At the time this study was launched, none of the salvage therapies used were considered standard of care in mCRC patients who had failed the classic chemotherapeutic treatments of fluoropyrimidine, irinotecan and oxaliplatin in combination with targeted therapies. In the most recent consensus guidelines for managing mCRC,1,24 cetuximab combined with irinotecan is recommended in irinotecan-refractory patients. The multi-targeted kinase inhibitor regorafenib has recently been approved for salvage therapy given the significant survival advantage seen over best supportive care.25 Similarly, the trifluridine/tipiracil combination is also recommended in the salvage setting, following results suggesting a similar benefit with less toxicity.26

The toxicity profile of the combination was as expected, with effects similar to those reported previously for panitumumab addition to irinotecan3,4,13,14 as well as that reported in the BOND study when cetuximab was co-administered with irinotecan in this setting.10 Dermatological toxicity frequently associated with EGFR blockade was prevalent, but was generally well managed with dose modifications.

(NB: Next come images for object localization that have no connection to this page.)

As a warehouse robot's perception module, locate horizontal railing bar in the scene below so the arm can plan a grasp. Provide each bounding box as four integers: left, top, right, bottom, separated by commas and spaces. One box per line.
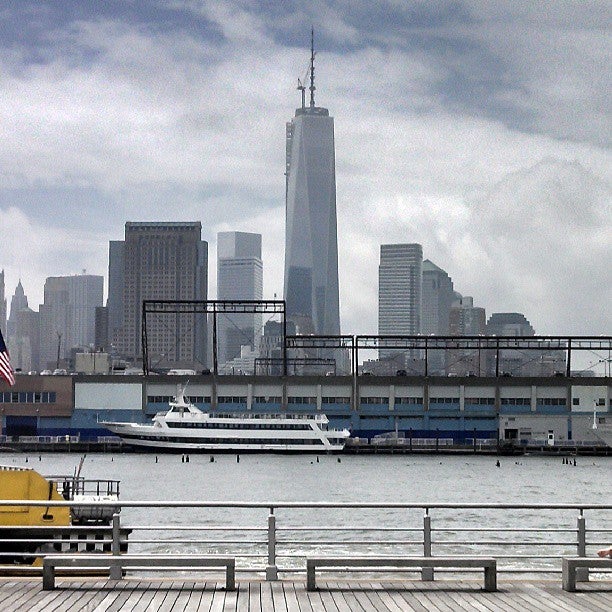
432, 540, 576, 546
129, 538, 268, 546
121, 523, 267, 531
0, 499, 612, 511
431, 527, 576, 533
276, 540, 423, 546
276, 525, 420, 532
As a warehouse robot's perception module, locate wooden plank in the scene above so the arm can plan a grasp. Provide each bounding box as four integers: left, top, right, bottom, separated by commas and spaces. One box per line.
223, 587, 238, 610
382, 582, 427, 612
270, 582, 287, 612
10, 580, 50, 612
283, 582, 300, 612
302, 582, 327, 612
121, 580, 156, 612
363, 582, 389, 612
107, 581, 146, 612
319, 583, 340, 612
183, 582, 205, 612
259, 582, 278, 612
338, 582, 370, 612
51, 582, 118, 612
126, 581, 168, 612
199, 582, 217, 610
210, 582, 230, 612
326, 582, 366, 612
291, 582, 314, 612
156, 580, 185, 612
247, 582, 268, 612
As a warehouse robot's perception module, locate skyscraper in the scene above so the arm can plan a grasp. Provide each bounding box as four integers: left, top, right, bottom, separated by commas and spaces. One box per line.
217, 232, 263, 364
108, 221, 208, 367
0, 270, 8, 340
420, 259, 455, 374
450, 291, 487, 336
6, 279, 28, 338
420, 259, 455, 336
39, 274, 104, 367
285, 32, 340, 334
378, 244, 423, 336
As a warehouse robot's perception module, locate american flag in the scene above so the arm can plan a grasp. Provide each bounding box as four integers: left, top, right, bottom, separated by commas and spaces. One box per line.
0, 329, 15, 387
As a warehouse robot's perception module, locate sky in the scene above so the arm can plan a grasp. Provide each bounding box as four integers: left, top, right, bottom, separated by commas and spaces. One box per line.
0, 0, 612, 335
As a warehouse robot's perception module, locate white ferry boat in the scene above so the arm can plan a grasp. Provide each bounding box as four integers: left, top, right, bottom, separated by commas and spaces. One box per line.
101, 386, 350, 453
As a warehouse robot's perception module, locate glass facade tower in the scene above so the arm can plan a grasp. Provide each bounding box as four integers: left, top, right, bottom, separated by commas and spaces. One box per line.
285, 39, 340, 335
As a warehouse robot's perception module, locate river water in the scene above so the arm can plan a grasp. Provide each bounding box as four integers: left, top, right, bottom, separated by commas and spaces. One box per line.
0, 453, 612, 567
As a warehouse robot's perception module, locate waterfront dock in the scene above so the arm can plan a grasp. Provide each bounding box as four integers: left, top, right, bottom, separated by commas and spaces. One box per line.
0, 578, 612, 612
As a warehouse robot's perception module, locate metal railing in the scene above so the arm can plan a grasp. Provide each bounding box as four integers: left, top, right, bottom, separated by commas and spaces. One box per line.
0, 500, 612, 580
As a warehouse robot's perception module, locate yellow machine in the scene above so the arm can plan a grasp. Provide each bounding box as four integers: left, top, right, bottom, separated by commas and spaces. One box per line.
0, 466, 70, 527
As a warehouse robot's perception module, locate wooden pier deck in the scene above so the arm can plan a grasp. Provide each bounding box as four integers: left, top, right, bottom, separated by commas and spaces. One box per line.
0, 577, 612, 612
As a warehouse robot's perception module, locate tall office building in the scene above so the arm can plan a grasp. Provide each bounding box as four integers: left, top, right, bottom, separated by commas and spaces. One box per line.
420, 259, 455, 374
39, 274, 104, 367
217, 232, 263, 364
285, 32, 340, 335
9, 307, 40, 372
378, 244, 423, 373
112, 221, 208, 368
449, 291, 487, 336
487, 312, 535, 336
420, 259, 455, 336
378, 244, 423, 336
0, 270, 8, 340
447, 291, 490, 376
6, 279, 28, 338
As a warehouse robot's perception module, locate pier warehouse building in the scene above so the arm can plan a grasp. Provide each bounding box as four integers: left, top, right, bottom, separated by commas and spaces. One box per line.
0, 375, 612, 445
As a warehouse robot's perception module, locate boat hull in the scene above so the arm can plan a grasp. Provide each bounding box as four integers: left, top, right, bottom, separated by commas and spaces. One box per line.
104, 423, 349, 453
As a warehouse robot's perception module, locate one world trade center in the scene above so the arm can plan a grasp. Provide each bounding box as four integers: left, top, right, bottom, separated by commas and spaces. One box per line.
285, 31, 340, 335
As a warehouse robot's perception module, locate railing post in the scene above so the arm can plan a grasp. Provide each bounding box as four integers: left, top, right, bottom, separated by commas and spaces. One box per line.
266, 507, 278, 580
109, 512, 123, 580
421, 508, 433, 581
576, 510, 589, 582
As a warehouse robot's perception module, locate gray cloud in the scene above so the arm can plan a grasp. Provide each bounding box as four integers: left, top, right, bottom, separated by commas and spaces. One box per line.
0, 1, 612, 340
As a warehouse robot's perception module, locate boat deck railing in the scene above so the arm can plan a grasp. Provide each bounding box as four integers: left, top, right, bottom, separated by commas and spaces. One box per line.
0, 500, 612, 580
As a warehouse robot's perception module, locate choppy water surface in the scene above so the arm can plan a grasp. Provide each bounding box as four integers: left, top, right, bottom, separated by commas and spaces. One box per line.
0, 453, 612, 567
0, 453, 612, 503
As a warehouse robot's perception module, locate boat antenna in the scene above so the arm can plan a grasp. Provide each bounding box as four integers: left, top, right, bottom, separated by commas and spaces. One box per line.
310, 27, 316, 108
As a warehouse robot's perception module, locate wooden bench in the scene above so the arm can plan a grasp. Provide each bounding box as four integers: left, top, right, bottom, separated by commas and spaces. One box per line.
562, 557, 612, 591
43, 554, 236, 591
306, 557, 497, 591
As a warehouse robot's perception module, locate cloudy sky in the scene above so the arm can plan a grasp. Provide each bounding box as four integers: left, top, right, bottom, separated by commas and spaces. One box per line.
0, 0, 612, 344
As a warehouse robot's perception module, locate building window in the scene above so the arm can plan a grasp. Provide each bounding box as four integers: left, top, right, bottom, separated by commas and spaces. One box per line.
501, 397, 531, 406
537, 397, 565, 406
395, 397, 423, 405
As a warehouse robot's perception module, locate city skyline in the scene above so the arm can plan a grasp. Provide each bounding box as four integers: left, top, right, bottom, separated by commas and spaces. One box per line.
0, 0, 612, 334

It should be acknowledged that the use of a single-arm design and the relatively small sample size (and small number of responses) limit interpretation of the current study, notably in terms of identification of predictive and pharmacodynamic biomarkers. Future studies in this setting should exploit the addition of other targeted therapies to panitumumab. The use of circulating cell-free DNA in liquid biopsies is now widely considered a reliable method for determining KRAS and BRAF gene mutations in mCRC.27 Use of liquid biopsies is becoming increasingly widespread, to facilitate routine and prospective biomarker testing in clinical studies, and to overcome the difficulties associated with obtaining biopsies of adequate quality or serial biopsies.

In conclusion, the addition of panitumumab to irinotecan was feasible as salvage therapy in a heavily pre-treated population of mCRC, in which most patients had received at least two prior lines of therapy including the anti-angiogenic agent bevacizumab. Nonetheless, the value of the panitumumab/irinotecan combination over single-agent panitumumab appears limited.